Michele Falabretti

L’esperienza del Sinodo ha sollevato domande su come tenere viva l’esperienza generativa della fede cristiana. I giovani rappresentano la possibilità di consegnare qualcosa di sé. Per questo il Sinodo (nel suo percorso) è stato promessa di speranza: soprattutto che si possa dare risposta a ciò che talvolta ci mette in ansia, come la fatica di interagire con la cultura contemporanea nella quale i giovani stanno crescendo.

Gli snodi culturali di questo tempo (che loro sanno intercettare prima e talvolta meglio degli adulti) suonano estranei a ciò che consideriamo essenziali alla vita di fede; ma se non vogliamo tradire il principio di incarnazione non possiamo né ignorarli, né considerarli in eterno contrasto con le istanze della fede stessa.

Il Sinodo, dunque, ha messo i giovani al centro: la fede (per quanto ferma nei suoi contenuti) non può essere immutabile nelle forme, che saranno necessariamente storiche. In un tempo così frammentato, tentare di ridurla a poche norme significa renderla inefficace oltre che impoverirla. Le domande su come consegnare il Vangelo ai giovani di questo tempo, mostrano il bisogno di considerare questo compito come un’impresa comune.

L’Esortazione apostolica al termine di un Sinodo è la parola del Papa che riprende il dibattito del cammino sinodale, sottolineando ciò che ha colpito il suo cuore di padre e rilanciando alcuni temi che ritiene particolarmente significativi. Le parole del Sinodo arrivano così al termine, mentre si apre il tempo della sua attuazione.

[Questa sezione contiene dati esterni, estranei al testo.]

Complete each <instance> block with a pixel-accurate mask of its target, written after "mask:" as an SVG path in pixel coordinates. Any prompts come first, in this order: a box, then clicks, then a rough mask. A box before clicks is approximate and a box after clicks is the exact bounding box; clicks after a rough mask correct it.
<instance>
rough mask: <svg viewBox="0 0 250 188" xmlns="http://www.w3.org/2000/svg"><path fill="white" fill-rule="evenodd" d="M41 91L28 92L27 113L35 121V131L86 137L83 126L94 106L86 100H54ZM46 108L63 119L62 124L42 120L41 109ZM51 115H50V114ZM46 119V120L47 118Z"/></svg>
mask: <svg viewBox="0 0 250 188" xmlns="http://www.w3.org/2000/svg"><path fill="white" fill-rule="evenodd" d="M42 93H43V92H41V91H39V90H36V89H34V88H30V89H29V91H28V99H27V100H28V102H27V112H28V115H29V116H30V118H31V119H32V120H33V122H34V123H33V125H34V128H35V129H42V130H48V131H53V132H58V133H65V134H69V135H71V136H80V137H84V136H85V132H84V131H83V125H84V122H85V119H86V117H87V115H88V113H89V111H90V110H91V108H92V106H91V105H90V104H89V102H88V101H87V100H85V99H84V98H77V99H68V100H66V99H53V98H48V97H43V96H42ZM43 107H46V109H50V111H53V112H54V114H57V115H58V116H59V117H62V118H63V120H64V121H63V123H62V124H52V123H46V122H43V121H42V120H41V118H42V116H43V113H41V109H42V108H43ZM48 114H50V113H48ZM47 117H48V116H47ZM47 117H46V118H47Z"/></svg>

Colpisce, in particolare, che questa volta Papa Francesco abbia deciso di rivolgersi in modo particolare ai giovani cristiani, pur senza escludere il resto del popolo di Dio – cioè gli adulti. Evidentemente li sta trattando come parte della comunità e nello stesso tempo accetta il gioco delle generazioni che è vecchio come il mondo. Da sempre i giovani si collocano quasi naturalmente in antitesi agli adulti. Questo rende arduo il compito degli adulti e permette ai giovani di far emergere le domande più importanti, mentre costruiscono le proprie biografie. Proprio come è accaduto ad ogni adulto di questo mondo, dal quale è lecito aspettarsi una comprensione dei più piccoli, un atteggiamento di ascolto e di cura amorevole.

Cristo vive (Christus vivit): la più profonda delle verità cristiane, il cuore del Vangelo, è messo nelle prime due parole che tradizionalmente diventano il titolo della lettera. Alla consegna del documento preparatorio (gennaio 2017) ci fu chi fece la corsa a sottolinearne la scarsità di contenuti (come se istruire un lavoro di condivisione, fosse subito chiudere la serratura con le verità di fede).

Mi pare molto evangelico accettare di compiere un cammino di accompagnamento e attendere il tempo opportuno per l’annuncio. Perché la pazienza e il rispetto della libertà dell’altro è già un annuncio.

Credo sia giusto mettersi in ascolto delle parole che il Papa ci consegna con questa esortazione, per non chiudere troppo frettolosamente il discernimento: quello che dovrebbe fare ciascuno su se stesso, prima di pretendere che lo facciano gli altri.

Più che commentare il Papa, operazione che ritengo presuntuosa, mi pare importante dedicarsi alla lettura del testo. Con il cuore libero: dalle paure rispetto a questo tempo, perché anche oggi il Signore parla (lo disse Isaia al popolo in un contesto non facile – Is 55, 6); libero dalle incertezze rispetto ai giovani, perché anche in essi c’è il sigillo della creazione e anche nel loro cuore c’è il soffio dello Spirito; libero dai pregiudizi che nascondono le fragilità attorno alle quali ci illudiamo di costruire fortezze inattaccabili.